The business activity index (47.7) also remained stuck below 50 points in March. This suggests that output remained under pressure. Indeed, after the sharp monthly contraction in January’s production figures (as measured by Statistics South Africa), the sector could contract again on a quarter-on-quarter basis in Q1 2016.

As in February, there was the broad-based improvement in the PMI with four out of the five major subcomponents ticking up in March. The biggest driver of the increase in the headline PMI was the 5.2-point rise in the new sales orders index. The index rose to 53.1 in March. This means that manufacturers could have found some benefit from import-substitution or a pick-up in export demand on the back of the sustained weaker rand exchange rate, noted BER. However, the recent improvement will have to be maintained before activity and employment also increase going forward.

Despite the domestic demand environment remaining challenging, purchasing managers are more upbeat about expected business conditions.

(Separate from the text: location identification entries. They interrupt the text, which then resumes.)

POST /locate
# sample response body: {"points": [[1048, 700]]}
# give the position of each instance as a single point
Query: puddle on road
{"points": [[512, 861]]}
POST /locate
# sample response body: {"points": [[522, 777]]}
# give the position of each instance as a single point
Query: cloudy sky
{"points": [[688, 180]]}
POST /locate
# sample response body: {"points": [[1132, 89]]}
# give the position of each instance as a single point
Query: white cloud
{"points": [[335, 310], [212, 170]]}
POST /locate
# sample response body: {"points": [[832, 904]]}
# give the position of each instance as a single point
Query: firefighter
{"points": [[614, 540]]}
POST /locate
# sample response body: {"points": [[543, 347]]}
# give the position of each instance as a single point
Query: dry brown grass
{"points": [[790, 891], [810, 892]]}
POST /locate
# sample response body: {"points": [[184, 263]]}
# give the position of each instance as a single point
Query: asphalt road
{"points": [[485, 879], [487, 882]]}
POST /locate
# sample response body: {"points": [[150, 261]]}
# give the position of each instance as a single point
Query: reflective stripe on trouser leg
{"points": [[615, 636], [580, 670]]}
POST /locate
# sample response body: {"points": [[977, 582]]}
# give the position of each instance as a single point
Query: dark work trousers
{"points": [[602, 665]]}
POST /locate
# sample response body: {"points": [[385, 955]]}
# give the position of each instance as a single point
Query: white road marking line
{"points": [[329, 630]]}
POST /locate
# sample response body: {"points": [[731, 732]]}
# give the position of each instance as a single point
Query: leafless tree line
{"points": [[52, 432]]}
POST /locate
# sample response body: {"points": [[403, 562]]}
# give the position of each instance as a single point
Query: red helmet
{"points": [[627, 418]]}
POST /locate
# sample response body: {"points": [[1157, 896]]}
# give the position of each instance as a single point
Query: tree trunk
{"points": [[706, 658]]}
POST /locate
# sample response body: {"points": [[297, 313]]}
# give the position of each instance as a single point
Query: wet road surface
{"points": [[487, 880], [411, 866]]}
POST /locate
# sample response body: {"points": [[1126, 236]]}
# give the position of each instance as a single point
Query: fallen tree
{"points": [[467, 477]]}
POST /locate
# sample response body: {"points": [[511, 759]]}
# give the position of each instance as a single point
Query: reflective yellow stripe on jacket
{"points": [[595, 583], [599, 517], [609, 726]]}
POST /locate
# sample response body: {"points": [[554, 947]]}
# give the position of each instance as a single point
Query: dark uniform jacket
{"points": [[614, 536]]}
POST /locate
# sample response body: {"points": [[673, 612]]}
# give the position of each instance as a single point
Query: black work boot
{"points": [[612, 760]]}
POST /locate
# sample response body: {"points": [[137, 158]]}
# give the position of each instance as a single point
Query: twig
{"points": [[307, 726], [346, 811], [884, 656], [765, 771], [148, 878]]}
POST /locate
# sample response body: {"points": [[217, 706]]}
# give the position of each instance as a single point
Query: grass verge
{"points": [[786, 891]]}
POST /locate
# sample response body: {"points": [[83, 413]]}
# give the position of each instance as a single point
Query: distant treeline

The index measuring expected business conditions in six months’ time rose from 44.8 to 51.1 points in March.

The PMI leading indicator also edged further above 1 in March, which means that new sales orders outstripped inventories, which (if sustained) could support output in coming months.

The price index remained elevated, albeit that the index declined somewhat to 87.8 from 90.7 in February. The average for the first quarter of 2016 is the highest quarterly average in two years. With the rand remaining weak and a fuel price increase affected in Early April, manufacturers continue to face significant upward pressure on costs.